Q2) Write a note on the socio-cultural linkages between Indian diasporas.

Ans) While the relationship between India and the Indian diaspora has received a lot of attention, the relationships inside the Indian diaspora communities are given comparatively less thought. In order to represent and uphold a culture distinct from that of the countries in which they live, diaspora communities frequently maintain close ties to both their country and culture of origin and to communities from other nations with a similar social history.
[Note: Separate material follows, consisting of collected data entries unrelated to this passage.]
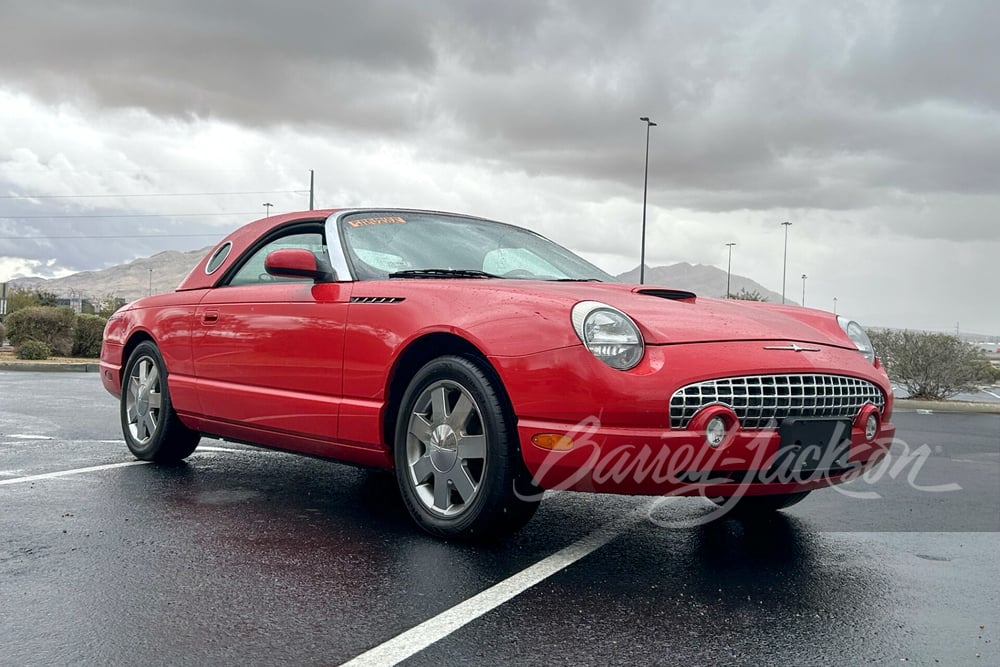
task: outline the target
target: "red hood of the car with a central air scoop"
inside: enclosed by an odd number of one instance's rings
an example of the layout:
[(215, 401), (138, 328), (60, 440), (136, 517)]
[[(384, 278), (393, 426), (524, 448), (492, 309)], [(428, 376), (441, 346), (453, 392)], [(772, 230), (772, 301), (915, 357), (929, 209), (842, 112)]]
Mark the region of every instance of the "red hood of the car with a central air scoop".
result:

People of Indian descent from Trinidad and Guyana have been able to marry and form kinship relationships because they have a lot in common.

 

India is exceptional for the scope of her diversity, which is mirrored in her diasporic populations, in terms of languages and regions, religions and sects, castes and subcastes, rural and urban, food, and fashion. Therefore, it is not unusual to find vast networks among the Indian diaspora based on language and location, religion, and caste. Examples of such vast, worldwide networks include the Hindu and Sikh diasporas. Similar to this, there are diasporic groups founded on linguistic or regional identities, like Punjabis.

 

The distance between nations, as well as the shared historical experiences, sociocultural conditions, and political situations of the countries, are all factors that might play a role in determining the ties between members of the Indian diaspora. Individuals of Indian ancestry in Guyana and Trinidad share more characteristics with one another than do people of Indian ancestry in other regions of the world. Both parties have a history of wedlock and are connected through a network of relatives.

 

Asians who were originally from Uganda but have now relocated to the United States or other nations continue to stay connected with their families and former home country. A sizeable number of Fijian Indians settled in several continents after leaving their homeland. They stay connected with members of their family who live in Fiji as well as in other countries such as New Zealand, Australia, the United Kingdom, and so on. When members of the same family relocate to different countries, they maintain contact with one another and eventually meet up again. The majority of the time, these families have a robust financial basis in addition to an extensive network.

 

In certain circumstances, the idea of a diaspora culture appears to be diluted as diaspora populations pass through their second, third, and fourth generations. Intercultural marriage, successful assimilation into the dominant community, and the fading of hopes for a future return cause the diaspora sentiment to erode. In many of these situations, the reasons for diaspora attachment become irrelevant. In several nations, Indian diaspora has these kinds of experiences. In several regions of African and European nations, people of Indian descent have blended with the local population through marriage.